Researchers Use AI to Breed Crops Suitable for the Changing Climate
Let’s begin by looking at the evolution of crop breeding. Until recently, traditional crop breeding took years to perfect. Farmers would monitor harvests by eye, noting which plants seemed most resistant to drought, then bred the most promising crops together. This process was repeated for years until a fully drought-resistant strain was developed.
Now, with the climate changing faster than ever before in recorded history, weather patterns that had kept relatively consistent are evolving too fast for traditional crop breeding to keep up, threatening our sustainable crop yield with the human population continuing to grow. The solution, notes Carolyn Beans in her PNAS article, “Inner Workings: Crop researchers harness artificial intelligence to breed crops for the changing climate,” is AI-powered crop breeding.
“Using computer science techniques, breeders can rapidly assess which plants grow the fastest in a particular climate, which genes help plants thrive there, and which plants, when crossed, produce an optimum combination of genes for a given location, opting for traits that boost yield and stave off the effects of a changing climate,” writes Beans. “Large seed companies in particular have been using components of AI for more than a decade. With computing power rapidly advancing, the techniques are now poised to accelerate breeding on a broader scale.”
Of course, AI crop breeding isn’t possible without reliant data sources, which many breeding operations already have in excess. Beginning in the 2000’s, plant researchers began collecting enormous data sets that could inform genomics (breeding) decisions. But without AI, they could only analyze small amounts of that data –– the technology couldn’t keep up with the large amounts of data collected.
“Suppose, for example, a wheat breeder has 200 genetically distinct lines. The breeder must decide which lines to breed together to optimize yield, disease resistance, protein content, and other traits. The breeder may know which genes confer which traits, but it’s difficult to decipher which lines to cross in what order to achieve the optimum gene combination. The number of possible combinations… ‘is more than the stars in the universe.’”
Using engineering tools powered by AI, researchers were able to analyze immense data sets to make informed breeding decisions. Complex breeding problems with more possibilities ‘than the stars in the universe’ could be solved with AI when researchers defined their primary objective, then used optimization algorithms to predict the quickest path to a solution. The result was a higher crop yield that maintained genomic traits making them resistant to climate change.
Still, some farming operations don’t have sufficient data to implement AI breeding. Others may have unusable data. For that, many farming operations have begun utilizing drones and other methods to collect crop images for AI analysis. This is all revolutionary stuff. But what’s especially exciting to me is what the future might hold for precision farming, where breeders can easily share their data with one another.
“To probe the genetic underpinnings of climate adaptation for crop species worldwide, Daniel Jacobson, the chief researcher for computational systems biology at Oak Ridge National Laboratory in TN, has amassed ‘climatype’ data for every square kilometer of land on Earth,” continues Beans. “Using the Summit supercomputer, they then compared each square kilometer to every other square kilometer to identify similar environments. The result can be viewed as a network of GPS points connected by lines that show the degree of environmental similarity between points.”
Imagine a farmer in Iowa discovering a new crop ideal for his climate, a farmer working in a similar climate on the other side of the world having access to it, then being able to contact that farmer in Iowa for crop sharing. Or a new farming process for that climate. Or data collection method. We still have a ways to go before that can happen, but the foundations for this kind of revolutionary approach are already there.

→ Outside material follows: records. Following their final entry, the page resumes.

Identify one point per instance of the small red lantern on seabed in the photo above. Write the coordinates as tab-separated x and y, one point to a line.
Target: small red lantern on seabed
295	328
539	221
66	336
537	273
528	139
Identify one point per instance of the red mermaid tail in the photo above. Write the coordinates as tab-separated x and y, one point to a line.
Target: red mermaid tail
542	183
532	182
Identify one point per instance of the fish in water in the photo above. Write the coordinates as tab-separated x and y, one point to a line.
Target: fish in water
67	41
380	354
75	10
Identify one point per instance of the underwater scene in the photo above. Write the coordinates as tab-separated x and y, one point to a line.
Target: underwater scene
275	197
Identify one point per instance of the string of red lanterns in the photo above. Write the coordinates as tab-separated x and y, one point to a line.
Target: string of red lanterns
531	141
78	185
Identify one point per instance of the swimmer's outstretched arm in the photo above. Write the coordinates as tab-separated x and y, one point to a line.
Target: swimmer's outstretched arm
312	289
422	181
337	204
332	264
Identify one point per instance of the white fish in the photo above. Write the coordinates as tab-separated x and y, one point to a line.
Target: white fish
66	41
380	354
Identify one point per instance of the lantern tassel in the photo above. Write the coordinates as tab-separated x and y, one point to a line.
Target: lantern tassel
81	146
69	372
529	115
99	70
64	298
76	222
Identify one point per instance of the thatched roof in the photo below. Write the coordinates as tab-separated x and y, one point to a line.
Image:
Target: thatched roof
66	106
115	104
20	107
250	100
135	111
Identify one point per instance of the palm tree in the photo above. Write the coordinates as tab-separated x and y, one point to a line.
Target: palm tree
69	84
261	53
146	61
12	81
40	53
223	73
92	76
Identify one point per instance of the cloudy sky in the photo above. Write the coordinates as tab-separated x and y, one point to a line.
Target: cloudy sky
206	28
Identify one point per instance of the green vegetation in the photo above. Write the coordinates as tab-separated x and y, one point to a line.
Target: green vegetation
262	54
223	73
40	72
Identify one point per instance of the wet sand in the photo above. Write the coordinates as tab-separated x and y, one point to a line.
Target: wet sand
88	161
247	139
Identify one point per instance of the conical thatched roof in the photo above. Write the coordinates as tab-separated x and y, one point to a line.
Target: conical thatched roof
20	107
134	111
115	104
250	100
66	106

Florida Researchers Lead AI Revolution in the Cattle Industry
To supplement the previous story, let’s conclude by looking at AI advances happening in the cattle industry. According to Scott Angle, the University of Florida’s VP for Agriculture and Natural Resources and leader of the UF Institute of Food and Agricultural Sciences, the cattle industry is already being revolutionized by AI, with states like Florida leading the charge.

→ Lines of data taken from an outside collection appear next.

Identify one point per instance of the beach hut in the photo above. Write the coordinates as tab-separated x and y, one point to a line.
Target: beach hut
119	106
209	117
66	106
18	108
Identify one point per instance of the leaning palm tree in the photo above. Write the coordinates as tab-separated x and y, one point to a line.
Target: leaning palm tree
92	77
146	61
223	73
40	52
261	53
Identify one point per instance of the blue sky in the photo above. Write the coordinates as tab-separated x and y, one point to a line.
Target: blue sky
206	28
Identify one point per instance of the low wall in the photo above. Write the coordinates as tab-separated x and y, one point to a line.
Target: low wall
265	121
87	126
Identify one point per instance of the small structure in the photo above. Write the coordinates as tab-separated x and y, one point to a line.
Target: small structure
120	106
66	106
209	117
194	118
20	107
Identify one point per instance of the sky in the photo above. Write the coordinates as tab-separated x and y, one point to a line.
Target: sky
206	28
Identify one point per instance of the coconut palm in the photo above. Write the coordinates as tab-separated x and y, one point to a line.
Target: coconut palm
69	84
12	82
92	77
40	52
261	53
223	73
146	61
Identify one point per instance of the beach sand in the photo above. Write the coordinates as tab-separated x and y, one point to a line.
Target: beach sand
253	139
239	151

“Producers may already get more data from sensors and other technologies than any human mind can make sense of,” writes Angle, in his article for South Central Florida Life. “AI can link and analyze all sorts of data that currently exists in separate silos. UF/IFAS animal scientists working with computer scientists and engineers could reveal relationships between data points that inform decisions down to the individual animal.”

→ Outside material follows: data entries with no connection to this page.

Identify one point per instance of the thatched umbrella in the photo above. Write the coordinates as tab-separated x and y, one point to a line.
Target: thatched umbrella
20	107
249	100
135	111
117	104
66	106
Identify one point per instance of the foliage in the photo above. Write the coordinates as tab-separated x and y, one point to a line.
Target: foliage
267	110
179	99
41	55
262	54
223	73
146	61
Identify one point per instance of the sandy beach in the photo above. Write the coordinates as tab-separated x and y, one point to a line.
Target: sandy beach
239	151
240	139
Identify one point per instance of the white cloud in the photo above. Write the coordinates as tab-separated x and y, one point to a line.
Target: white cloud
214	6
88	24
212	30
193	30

The University of Florida already announced a $70 million campus-wide AI initiative earlier this year to address the challenge of food insecurity, with many universities implementing new AI farming programs to ensure future farmers have some level of knowledge and skills related to AI. Precision farming is the future. It’s smarter, more efficient, and cost-effective. While the climate remains in flux, it’s encouraging to hear that the future of farming is in good hands with the help of AI.